Sterling jumped on Friday to its highest level in four days after Federal Reserve Chair Janet Yellen made no reference to US monetary policy in her speech, though analysts warned the outlook remained bleak for the British currency.
Investors were not expecting Yellen to make a policy statement anyway, but some market participants were hoping for some signal at least on the Fed's planned balance sheet reduction, if not on the outlook for US interest rate hikes. Instead, Yellen focused on US financial reforms at the central banking conference in Jackson Hole.
"Some of these moves are exaggerated in a thin market and we should see some profit taking at these levels as nothing fundamentally has changed for the sterling," said a trader at a US bank in London. Sterling bounced 0.7 percent to $1.2875 and is set for its biggest daily rise in nearly a month. On a monthly basis, it is still down more than 2.5 percent so far in August.

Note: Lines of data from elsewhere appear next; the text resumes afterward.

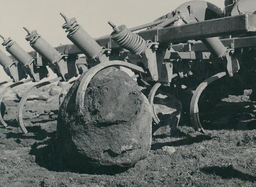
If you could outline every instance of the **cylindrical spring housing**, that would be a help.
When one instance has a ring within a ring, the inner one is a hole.
[[[201,41],[207,48],[218,57],[222,57],[227,50],[227,47],[218,37],[205,38],[202,39]]]
[[[95,57],[101,50],[101,47],[90,35],[77,24],[75,18],[69,19],[61,13],[66,23],[62,25],[66,32],[68,32],[67,37],[80,49],[87,57]]]
[[[111,34],[113,40],[121,47],[138,54],[145,47],[147,42],[141,36],[131,32],[124,25],[120,26]]]
[[[6,50],[23,65],[26,65],[33,59],[32,56],[10,38],[4,39],[2,45],[5,46]]]
[[[12,60],[3,51],[0,50],[0,64],[4,68],[6,68],[12,63]]]
[[[35,50],[49,62],[53,64],[59,60],[61,54],[50,45],[36,30],[27,31],[25,39]]]

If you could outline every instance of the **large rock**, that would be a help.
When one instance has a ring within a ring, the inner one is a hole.
[[[16,94],[17,98],[20,100],[26,94],[27,90],[21,90]],[[47,101],[49,98],[49,95],[44,92],[42,92],[38,89],[34,90],[31,92],[27,98],[27,101],[37,100],[39,101]]]
[[[139,88],[147,97],[152,86],[142,85]],[[182,111],[181,103],[173,94],[165,90],[165,87],[160,87],[157,90],[154,98],[154,110],[160,123],[152,125],[152,135],[153,135],[170,136],[178,126]]]
[[[77,113],[76,95],[82,77],[59,107],[57,134],[62,156],[79,169],[88,169],[89,163],[94,169],[95,166],[101,170],[132,166],[151,147],[152,116],[147,98],[128,74],[109,68],[93,77],[84,111]]]

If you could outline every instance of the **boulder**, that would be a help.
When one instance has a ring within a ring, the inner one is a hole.
[[[152,116],[147,98],[127,73],[111,67],[93,78],[83,111],[77,112],[76,96],[83,77],[59,107],[57,130],[62,157],[76,169],[94,172],[132,166],[151,147]]]
[[[20,100],[27,92],[27,90],[21,90],[16,94],[17,98]],[[36,89],[32,92],[31,94],[29,95],[27,101],[37,100],[39,101],[47,101],[49,98],[49,95],[44,92],[40,92]]]

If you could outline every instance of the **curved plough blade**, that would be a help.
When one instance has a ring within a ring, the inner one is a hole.
[[[2,102],[2,100],[3,100],[3,97],[5,96],[5,93],[7,91],[8,89],[10,88],[12,88],[14,87],[17,86],[19,86],[21,85],[23,85],[23,84],[24,84],[29,82],[30,82],[31,81],[32,81],[33,80],[33,79],[32,78],[27,79],[25,79],[23,80],[21,80],[20,81],[19,81],[17,83],[14,83],[6,87],[2,91],[1,94],[0,94],[0,105],[1,105],[1,104]],[[6,124],[6,123],[5,123],[5,121],[3,119],[3,117],[2,117],[2,114],[0,113],[0,122],[4,126],[5,126],[5,127],[7,127],[8,126],[8,125]]]
[[[108,67],[113,66],[123,66],[135,71],[146,73],[145,71],[141,67],[123,61],[112,61],[106,62],[97,65],[83,73],[83,77],[79,85],[76,99],[76,108],[79,113],[82,113],[84,107],[85,94],[86,89],[92,77],[98,72]]]
[[[36,85],[31,88],[29,89],[26,93],[25,94],[24,96],[22,97],[20,103],[19,104],[19,106],[18,108],[18,114],[17,118],[16,120],[18,122],[18,124],[19,125],[19,126],[21,130],[24,133],[27,133],[27,131],[26,129],[26,127],[24,126],[24,124],[23,122],[23,117],[22,116],[22,113],[23,111],[23,109],[24,107],[24,105],[25,104],[25,102],[27,101],[29,94],[31,94],[31,92],[33,90],[38,89],[39,88],[46,86],[47,85],[52,84],[54,82],[59,81],[59,80],[61,80],[62,78],[61,77],[58,77],[53,79],[51,79],[48,81],[45,81],[41,83],[39,83]]]
[[[68,87],[70,85],[72,85],[74,82],[75,82],[75,81],[76,81],[76,79],[75,80],[72,80],[72,81],[70,81],[67,85],[63,86],[63,88],[62,88],[62,89],[61,91],[61,92],[60,92],[59,94],[59,105],[60,106],[61,104],[61,103],[62,103],[62,101],[64,99],[64,98],[65,97],[65,95],[64,95],[64,91],[66,90],[67,88],[68,88]]]
[[[190,103],[190,120],[193,126],[196,131],[204,134],[204,129],[202,126],[199,119],[199,110],[198,109],[198,101],[201,94],[206,87],[214,81],[220,79],[226,75],[226,72],[221,72],[207,79],[200,84],[195,90],[192,96]]]

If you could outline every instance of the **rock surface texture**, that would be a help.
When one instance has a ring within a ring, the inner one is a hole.
[[[94,169],[100,166],[101,169],[130,167],[146,157],[152,116],[136,82],[116,68],[103,70],[91,81],[84,110],[78,114],[75,104],[81,80],[74,83],[59,109],[57,135],[64,157],[73,166],[93,163]]]

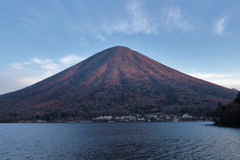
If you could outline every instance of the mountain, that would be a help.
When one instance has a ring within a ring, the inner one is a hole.
[[[236,94],[117,46],[32,86],[1,95],[0,116],[199,113],[218,102],[230,103]]]

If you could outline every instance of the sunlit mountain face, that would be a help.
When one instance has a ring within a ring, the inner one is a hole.
[[[237,91],[169,68],[127,47],[106,49],[22,90],[0,96],[0,115],[123,115],[182,109],[201,114]]]

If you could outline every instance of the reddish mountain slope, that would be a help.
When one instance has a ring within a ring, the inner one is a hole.
[[[0,114],[80,115],[215,107],[237,91],[180,73],[126,47],[113,47],[22,90],[0,96]]]

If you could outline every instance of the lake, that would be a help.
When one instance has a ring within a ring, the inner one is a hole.
[[[240,129],[205,124],[0,124],[0,159],[239,159]]]

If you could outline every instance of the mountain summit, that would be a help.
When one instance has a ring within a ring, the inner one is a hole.
[[[127,47],[106,49],[52,77],[0,96],[0,116],[81,116],[200,111],[231,102],[230,90],[171,69]]]

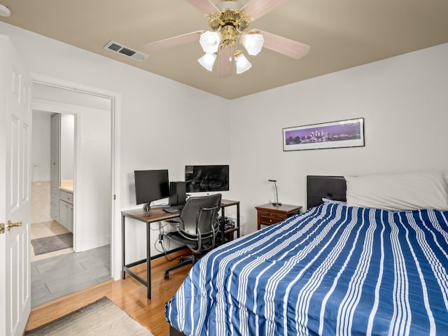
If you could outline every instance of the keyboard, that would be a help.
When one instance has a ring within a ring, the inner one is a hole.
[[[168,208],[163,208],[163,211],[167,212],[168,214],[176,214],[180,213],[183,207],[183,205],[172,206],[169,206]]]

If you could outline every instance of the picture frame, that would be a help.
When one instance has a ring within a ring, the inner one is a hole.
[[[364,146],[363,118],[283,129],[284,151]]]

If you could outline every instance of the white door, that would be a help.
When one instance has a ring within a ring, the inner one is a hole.
[[[31,309],[31,88],[0,35],[0,336],[22,335]]]

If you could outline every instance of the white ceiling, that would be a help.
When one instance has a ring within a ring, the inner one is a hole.
[[[263,49],[248,56],[248,71],[218,78],[197,62],[197,42],[141,62],[103,49],[114,40],[143,52],[147,43],[208,29],[186,0],[0,3],[11,12],[1,21],[230,99],[448,42],[447,0],[289,0],[250,28],[308,44],[308,55],[296,60]]]

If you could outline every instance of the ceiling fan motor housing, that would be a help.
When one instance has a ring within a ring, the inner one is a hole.
[[[209,26],[221,33],[223,47],[234,46],[235,38],[241,36],[252,20],[244,10],[223,10],[209,16]]]

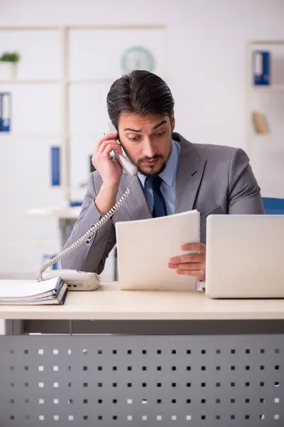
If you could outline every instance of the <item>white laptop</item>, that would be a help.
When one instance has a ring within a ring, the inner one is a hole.
[[[212,215],[205,293],[212,298],[284,297],[284,215]]]

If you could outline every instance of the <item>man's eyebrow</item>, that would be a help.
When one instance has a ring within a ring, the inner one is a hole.
[[[158,125],[155,125],[155,126],[154,126],[153,127],[152,130],[158,129],[158,127],[160,127],[160,126],[162,126],[162,125],[164,125],[166,122],[167,122],[165,120],[162,120],[161,122],[160,122],[160,123],[158,123]],[[124,129],[124,132],[125,132],[126,130],[129,130],[130,132],[142,132],[141,129],[132,129],[131,127],[126,127],[125,129]]]
[[[126,130],[130,130],[130,132],[142,132],[141,130],[132,129],[131,127],[126,127],[124,129],[124,132]]]
[[[167,122],[165,120],[162,120],[161,122],[160,122],[160,123],[158,123],[158,125],[154,126],[154,127],[153,128],[153,130],[154,130],[155,129],[157,129],[158,127],[160,127],[160,126],[162,126],[162,125],[165,125],[165,123],[166,123],[166,122]]]

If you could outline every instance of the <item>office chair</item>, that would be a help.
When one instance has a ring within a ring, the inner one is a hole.
[[[268,215],[284,215],[284,199],[263,197],[264,209]]]

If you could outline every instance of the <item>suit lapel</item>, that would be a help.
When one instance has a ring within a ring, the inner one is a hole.
[[[195,146],[181,135],[174,134],[174,139],[180,143],[175,187],[175,213],[180,214],[193,209],[206,159],[201,159]]]
[[[131,184],[133,176],[123,173],[121,184],[119,189],[119,197],[120,199]],[[144,191],[139,178],[136,176],[133,183],[129,188],[130,196],[124,204],[129,211],[132,219],[148,219],[152,218],[149,206],[145,197]]]

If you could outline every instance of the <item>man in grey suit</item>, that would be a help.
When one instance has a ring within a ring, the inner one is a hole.
[[[81,213],[65,248],[109,212],[133,180],[111,158],[111,152],[122,153],[122,146],[138,173],[127,200],[91,238],[63,260],[63,268],[102,273],[116,243],[116,221],[197,209],[201,216],[202,243],[182,248],[197,253],[171,258],[168,268],[204,280],[207,216],[264,214],[247,155],[238,148],[192,144],[174,132],[171,92],[161,78],[147,71],[134,70],[119,78],[106,100],[117,134],[106,135],[97,145],[92,157],[97,171],[89,176]],[[149,245],[154,238],[149,236]],[[136,244],[139,242],[133,236],[133,251]]]

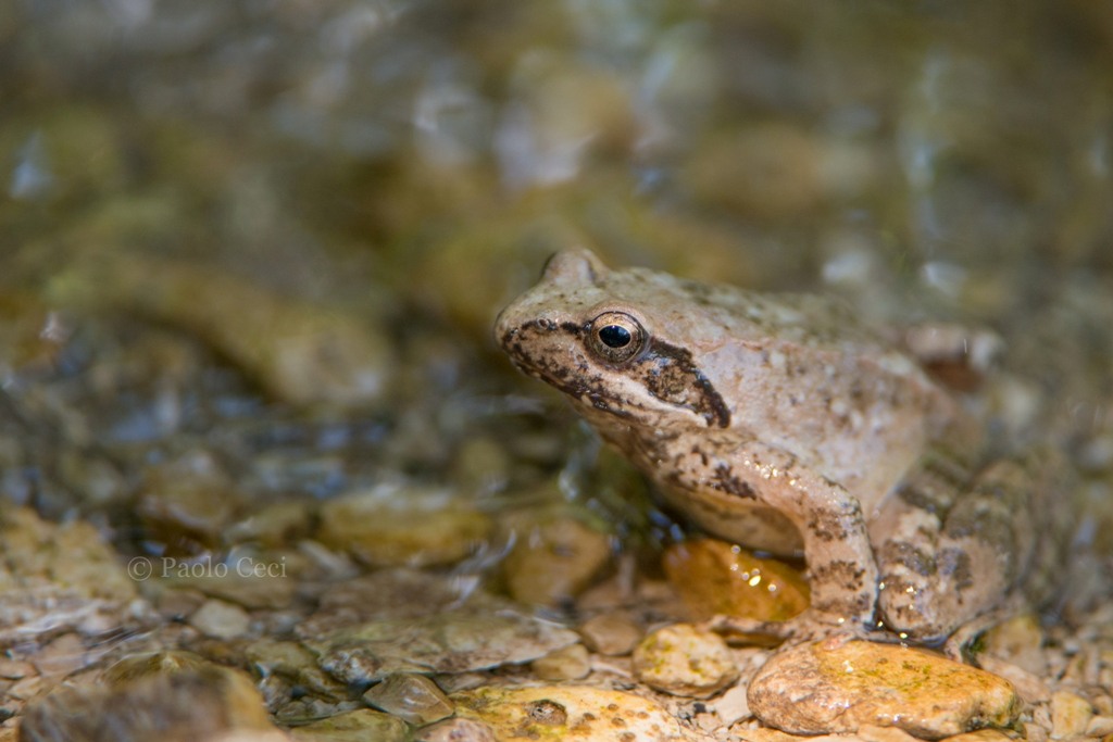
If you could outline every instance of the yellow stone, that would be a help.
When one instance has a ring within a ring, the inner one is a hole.
[[[575,685],[481,687],[449,696],[456,715],[489,724],[500,740],[680,742],[708,738],[630,693]]]
[[[785,650],[750,683],[750,710],[796,734],[896,726],[938,740],[1008,726],[1020,699],[1008,681],[926,650],[837,641]]]
[[[808,607],[808,583],[797,570],[725,541],[671,546],[664,573],[696,621],[713,615],[786,621]]]

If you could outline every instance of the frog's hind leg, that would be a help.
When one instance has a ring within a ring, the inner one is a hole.
[[[971,477],[953,457],[926,455],[870,523],[885,625],[943,640],[999,605],[1034,553],[1032,489],[1011,459]]]
[[[739,501],[777,511],[799,532],[811,605],[788,621],[757,626],[758,633],[866,633],[874,626],[877,567],[857,498],[800,465],[791,454],[756,439],[745,443],[745,455],[738,454],[737,436],[717,439],[709,435],[698,448],[678,449],[672,456],[677,476],[671,484],[684,493],[690,512],[706,515],[701,524],[723,537],[729,537],[729,520]],[[721,513],[722,521],[716,523],[710,517],[713,513]],[[739,626],[742,633],[755,629],[752,623],[748,623]]]

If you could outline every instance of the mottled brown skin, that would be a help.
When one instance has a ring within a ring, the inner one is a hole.
[[[1016,465],[975,475],[973,455],[943,454],[944,439],[977,449],[958,406],[839,304],[568,250],[495,338],[703,528],[804,553],[811,607],[774,633],[939,639],[1031,561]]]

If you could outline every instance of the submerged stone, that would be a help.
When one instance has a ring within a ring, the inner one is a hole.
[[[801,644],[772,656],[749,686],[766,724],[794,734],[897,726],[938,740],[1007,726],[1020,699],[1005,680],[939,654],[851,641]]]

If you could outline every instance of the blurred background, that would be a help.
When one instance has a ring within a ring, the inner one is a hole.
[[[581,434],[490,327],[572,245],[989,328],[1107,498],[1111,70],[1083,0],[3,3],[0,502],[522,496]]]

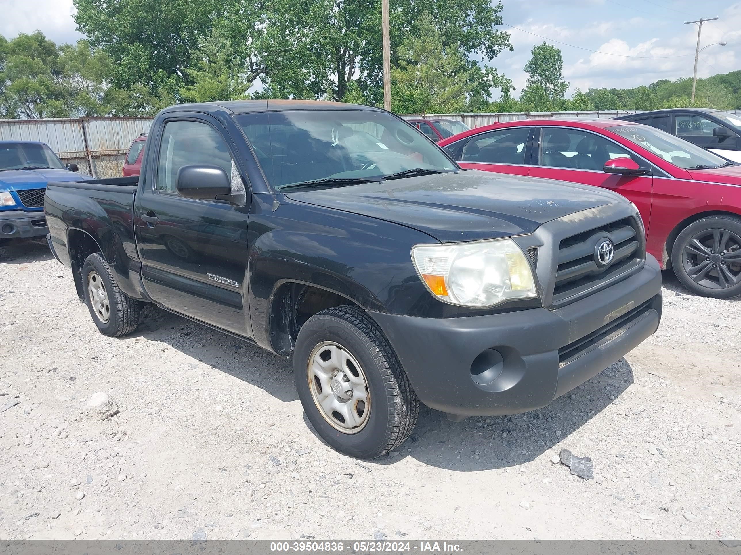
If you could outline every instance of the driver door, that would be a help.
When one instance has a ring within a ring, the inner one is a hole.
[[[165,308],[251,337],[245,309],[249,196],[225,130],[204,115],[173,117],[160,130],[149,139],[153,171],[135,209],[144,289]],[[232,193],[245,193],[243,206],[181,196],[178,171],[187,165],[221,166],[231,176]]]

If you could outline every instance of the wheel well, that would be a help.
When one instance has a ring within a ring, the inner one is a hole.
[[[356,303],[332,291],[305,283],[283,283],[276,292],[270,314],[270,344],[279,354],[293,351],[299,330],[315,314]]]
[[[93,252],[103,251],[90,235],[79,229],[70,230],[67,238],[67,246],[70,251],[70,260],[72,261],[72,275],[74,278],[77,296],[84,299],[82,265],[85,263],[85,259]]]
[[[703,212],[700,214],[694,214],[689,218],[685,218],[684,220],[677,223],[674,229],[671,230],[669,233],[668,237],[666,238],[666,243],[664,244],[664,269],[668,270],[671,268],[671,249],[674,246],[674,241],[677,240],[677,237],[682,232],[687,226],[691,223],[694,223],[698,220],[702,220],[703,218],[708,218],[710,216],[734,216],[735,218],[741,218],[738,214],[732,212],[725,212],[724,210],[712,210],[711,212]]]

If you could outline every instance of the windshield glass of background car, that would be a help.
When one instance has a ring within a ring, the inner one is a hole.
[[[20,169],[27,166],[64,169],[64,164],[45,144],[0,144],[0,169]]]
[[[455,121],[453,120],[433,121],[432,124],[437,127],[437,130],[440,132],[440,135],[442,135],[443,138],[452,137],[453,135],[458,135],[458,133],[462,133],[471,129],[471,127],[462,121]]]
[[[741,118],[737,115],[729,114],[728,112],[714,112],[713,115],[724,124],[732,125],[736,128],[741,128]]]
[[[709,150],[647,125],[616,125],[607,129],[685,169],[697,166],[714,168],[728,161]]]
[[[414,168],[454,169],[421,133],[374,110],[302,110],[235,116],[276,189],[316,179],[370,178]]]

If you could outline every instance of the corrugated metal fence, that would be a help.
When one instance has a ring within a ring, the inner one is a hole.
[[[65,164],[96,178],[121,175],[131,142],[146,133],[152,118],[0,120],[0,141],[41,141]]]
[[[590,112],[510,112],[488,114],[427,114],[480,127],[499,121],[534,118],[614,118],[641,110]],[[731,113],[741,113],[732,111]],[[420,115],[406,115],[406,118]],[[0,120],[0,141],[41,141],[62,161],[74,162],[82,173],[96,178],[121,175],[126,152],[132,141],[149,132],[153,118],[79,118],[77,119]]]
[[[535,119],[542,118],[617,118],[619,115],[637,114],[645,110],[591,110],[589,112],[502,112],[501,113],[488,114],[427,114],[424,116],[408,115],[402,117],[407,119],[412,118],[445,118],[462,121],[469,127],[480,127],[482,125],[490,125],[500,121],[517,121],[522,119]],[[729,110],[731,114],[739,112]]]

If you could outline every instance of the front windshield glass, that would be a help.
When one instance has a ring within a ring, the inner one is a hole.
[[[64,164],[45,144],[34,143],[0,144],[0,169],[42,168],[64,169]]]
[[[607,129],[685,169],[717,168],[728,161],[709,150],[648,125],[616,125]]]
[[[471,127],[464,124],[462,121],[456,121],[452,119],[443,119],[439,121],[433,121],[432,124],[437,128],[438,131],[440,132],[440,135],[442,135],[443,138],[452,137],[453,135],[462,133],[464,131],[468,131],[471,129]]]
[[[714,112],[713,115],[720,119],[724,124],[732,125],[734,127],[741,128],[741,117],[728,112]]]
[[[296,110],[236,118],[276,189],[320,179],[360,181],[413,169],[455,169],[438,147],[385,112]]]

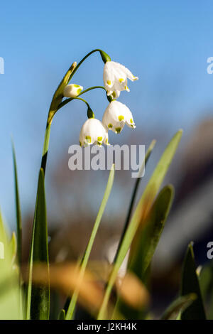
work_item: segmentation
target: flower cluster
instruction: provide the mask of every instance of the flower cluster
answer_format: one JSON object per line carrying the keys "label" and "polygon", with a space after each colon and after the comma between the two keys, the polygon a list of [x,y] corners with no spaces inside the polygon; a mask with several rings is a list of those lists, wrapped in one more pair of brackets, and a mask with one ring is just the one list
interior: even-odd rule
{"label": "flower cluster", "polygon": [[[120,96],[121,91],[129,92],[127,79],[135,81],[138,79],[138,77],[133,75],[124,65],[108,60],[105,62],[103,77],[104,87],[111,102],[104,113],[102,122],[93,118],[94,114],[91,118],[88,116],[89,119],[82,126],[80,134],[80,144],[82,146],[92,144],[101,146],[102,144],[109,145],[108,131],[112,130],[119,134],[125,124],[132,129],[136,128],[129,109],[116,99]],[[64,96],[75,97],[82,88],[77,85],[68,85],[64,90]]]}

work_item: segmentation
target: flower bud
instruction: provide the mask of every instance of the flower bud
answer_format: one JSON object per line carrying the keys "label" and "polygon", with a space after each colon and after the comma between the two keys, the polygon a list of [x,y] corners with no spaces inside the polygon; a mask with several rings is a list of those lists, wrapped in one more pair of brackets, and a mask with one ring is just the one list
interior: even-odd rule
{"label": "flower bud", "polygon": [[113,99],[119,97],[122,90],[129,92],[127,86],[127,79],[136,81],[135,77],[128,68],[123,65],[114,61],[107,61],[104,68],[104,82],[108,96]]}
{"label": "flower bud", "polygon": [[108,129],[103,123],[95,118],[89,118],[83,124],[80,134],[81,146],[89,145],[109,145]]}
{"label": "flower bud", "polygon": [[63,95],[66,97],[76,97],[82,92],[83,87],[79,85],[71,84],[65,87]]}
{"label": "flower bud", "polygon": [[132,129],[136,128],[132,113],[128,107],[115,100],[110,102],[106,107],[102,122],[105,126],[116,134],[119,134],[122,131],[125,124]]}

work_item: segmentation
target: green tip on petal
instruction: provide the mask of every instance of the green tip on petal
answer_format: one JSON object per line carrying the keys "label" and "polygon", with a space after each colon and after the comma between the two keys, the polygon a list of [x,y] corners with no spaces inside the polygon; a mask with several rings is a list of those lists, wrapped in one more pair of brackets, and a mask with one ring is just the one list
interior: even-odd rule
{"label": "green tip on petal", "polygon": [[124,119],[124,116],[123,116],[123,115],[119,116],[119,119],[120,122],[123,121],[123,119]]}
{"label": "green tip on petal", "polygon": [[115,128],[115,131],[116,131],[116,134],[119,134],[121,131],[121,128],[120,127]]}
{"label": "green tip on petal", "polygon": [[111,61],[111,58],[109,57],[106,52],[103,51],[102,50],[100,50],[100,54],[102,58],[103,62],[106,63],[107,61]]}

"Broader markets are happy to push sterling lower with any negative news, and there is a big gap opening up between the outlook of both the eurozone and the UK economies," said David Madden, a markets analyst at CMC Markets in London. Against the euro, it held close to a low of 92.37 pence reached on Wednesday, a level it last tested in October 2016. The pound has weakened more than 5 percent against the euro since mid-July. The government is trying to move forward formal discussions on leaving the European Union, issuing a series of position papers that have outlined potential compromises over key issues.